●;宮武謹一さん逝く

●;訃報届く。宮武謹一さんがお亡くなりになった。94歳の大往生である。白い半袖シャツに黒いネクタイを締めて通夜に出かける。斎場は隣町だから自転車で行くことにする。通りすがりの文房具屋さん(確かここのオヤジさんも亡くなったばかりかなどとその風貌を思い出す)で香典袋を買い、金○○○円投入。借りた筆ペンで名前を書く。宮武さんは俺の名前を覚えてくれていたかな、と思う。いつか、年賀状の返事をもらった時になにかしら嬉しかったことを思い出す。
住宅街の中に出来た今風の(つまり安手の)瀟洒な会館が式場であった。ユウジンたちと同席する。葬儀会社の女性たちのテキパキした、しかし儀礼的な口調とその手つき。百合の白い花に囲まれた宮武さんの顔写真に手を合わせる。写真の中の宮武さんは、よくお邪魔していた書斎のソファに腰を下ろして珈琲カップを手にしていた。晩年近くのふだんの顔つきであった。
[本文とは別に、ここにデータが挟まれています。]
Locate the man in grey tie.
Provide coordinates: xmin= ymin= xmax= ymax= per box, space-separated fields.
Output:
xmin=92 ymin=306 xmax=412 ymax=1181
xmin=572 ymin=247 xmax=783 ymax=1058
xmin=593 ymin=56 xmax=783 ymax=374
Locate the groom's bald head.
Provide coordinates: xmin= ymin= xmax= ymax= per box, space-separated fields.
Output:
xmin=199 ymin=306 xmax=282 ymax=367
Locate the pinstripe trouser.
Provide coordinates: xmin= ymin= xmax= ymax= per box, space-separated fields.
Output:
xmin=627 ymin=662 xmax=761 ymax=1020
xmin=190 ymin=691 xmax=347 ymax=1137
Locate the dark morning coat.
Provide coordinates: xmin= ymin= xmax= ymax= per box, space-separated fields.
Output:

●;ユウジンたち(一人は宮武さん宅に下宿していたS教授)と近くの韓国料理店で宮武さんを偲んで昔話をつつく。東大に入学した頃から下宿していたS氏の「とんでもない人だった」という評価に頷く。たしかに昭和史を駆け抜けた人であった。40年前の話に聞き入る。「ヘェーっ」という話もあった。1973年頃からのつきあいがあった三上治氏の誘いで私は氏の書斎にお邪魔することになったが、正確には覚えていないが、それでも20年近くの勘定になるか。もっといろいろな話をちゃんと聞いておればよかったという感慨になった。